Red Plates + Charred Pies
Brakes release, jostling riders in a car beginning its steady roll. The terrain shifts from gleaming clustered highrises to pockets of vinyl-sided homes to marshland studded with lush forests. Circulating tides alter the Connecticut coast from rippling blue channels to a silty quilt patchworked with undulating seagrass. An exchange with a conductor and the second stop on the Shoreline East gets you to Guilford.
Steps away from the station, a walled estate borders the road into town and a fortress-like stone home anchors its center. The Henry Whitfield House (or at least part of it) predates the state’s charter, constructed in 1639, a year after the New Haven Colony was formed. This building has served multiple purposes over centuries: a private home to Minister Whitfield’s family, a farm, a museum since 1899.
Local colonial history is reconstructed inside through dioramas and rooms interspersed with reproductions as well as period objects purchased for or donated to this collection. A white oak chair—once owned by English emigrant William Leete—is as rigid as Puritan doctrine, while a collection of earthenware illuminates the space between hearths. Fiery orange chargers glow in the dim interior, embellished with creamy calligraphic slip designs recalling the output of a seismograph. Pock marks assert their age.
Across the town green, an intense heat roils in a slate stove, blistering dough and cheese into similar patterns. Neapolitan-inspired pizzas at Bufalina are formed like clay ceramics; one seasonal special is decorated with transparent ribbons of summer squash and caramelized red onions, stippled with milky stracchino.
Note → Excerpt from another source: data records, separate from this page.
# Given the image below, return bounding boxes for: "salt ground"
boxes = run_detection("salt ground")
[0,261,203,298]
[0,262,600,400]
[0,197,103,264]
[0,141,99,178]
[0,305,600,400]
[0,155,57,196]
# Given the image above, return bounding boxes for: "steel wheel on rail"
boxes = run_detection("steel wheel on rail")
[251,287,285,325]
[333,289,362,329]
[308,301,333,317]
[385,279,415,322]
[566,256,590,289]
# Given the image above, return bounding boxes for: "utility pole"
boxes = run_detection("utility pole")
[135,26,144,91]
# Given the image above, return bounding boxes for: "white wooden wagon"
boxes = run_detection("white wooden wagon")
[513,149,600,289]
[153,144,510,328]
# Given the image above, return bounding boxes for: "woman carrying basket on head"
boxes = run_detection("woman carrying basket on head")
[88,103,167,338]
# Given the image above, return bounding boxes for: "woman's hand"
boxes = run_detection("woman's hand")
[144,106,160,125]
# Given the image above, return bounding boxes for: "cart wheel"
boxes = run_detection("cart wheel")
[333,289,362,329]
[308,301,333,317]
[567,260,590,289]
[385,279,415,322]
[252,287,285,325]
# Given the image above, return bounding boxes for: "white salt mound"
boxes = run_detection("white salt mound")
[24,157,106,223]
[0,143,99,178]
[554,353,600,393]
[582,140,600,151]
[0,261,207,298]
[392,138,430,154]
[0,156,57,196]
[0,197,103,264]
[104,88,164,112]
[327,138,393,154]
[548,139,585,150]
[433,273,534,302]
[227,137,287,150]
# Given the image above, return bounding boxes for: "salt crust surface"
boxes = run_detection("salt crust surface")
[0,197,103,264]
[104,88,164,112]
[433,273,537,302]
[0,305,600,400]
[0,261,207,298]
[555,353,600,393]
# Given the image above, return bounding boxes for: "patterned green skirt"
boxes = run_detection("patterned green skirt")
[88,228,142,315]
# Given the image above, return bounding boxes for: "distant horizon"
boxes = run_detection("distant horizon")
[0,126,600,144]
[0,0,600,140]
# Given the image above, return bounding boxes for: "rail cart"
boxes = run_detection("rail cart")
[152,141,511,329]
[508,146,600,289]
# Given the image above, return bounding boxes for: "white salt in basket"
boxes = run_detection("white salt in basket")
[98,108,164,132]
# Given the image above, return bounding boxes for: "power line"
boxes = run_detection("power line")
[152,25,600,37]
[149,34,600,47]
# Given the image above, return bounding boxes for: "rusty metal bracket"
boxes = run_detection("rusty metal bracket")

Wood-fired, the aroma and flavor of each ingredient intensifies: a crusty edge, silken vegetables, and pools of melted cheese balance all the sweetness and salinity of a summer’s end.
Like Whitfield before them, married owners Melissa Pellegrino and Matt Scialabba have brought their life abroad to Guilford—in their case, four years working in agriturismi throughout Italy. They share a similar entrepreneurial spirit and have transformed a small part of town from New England to Mezzogiorno.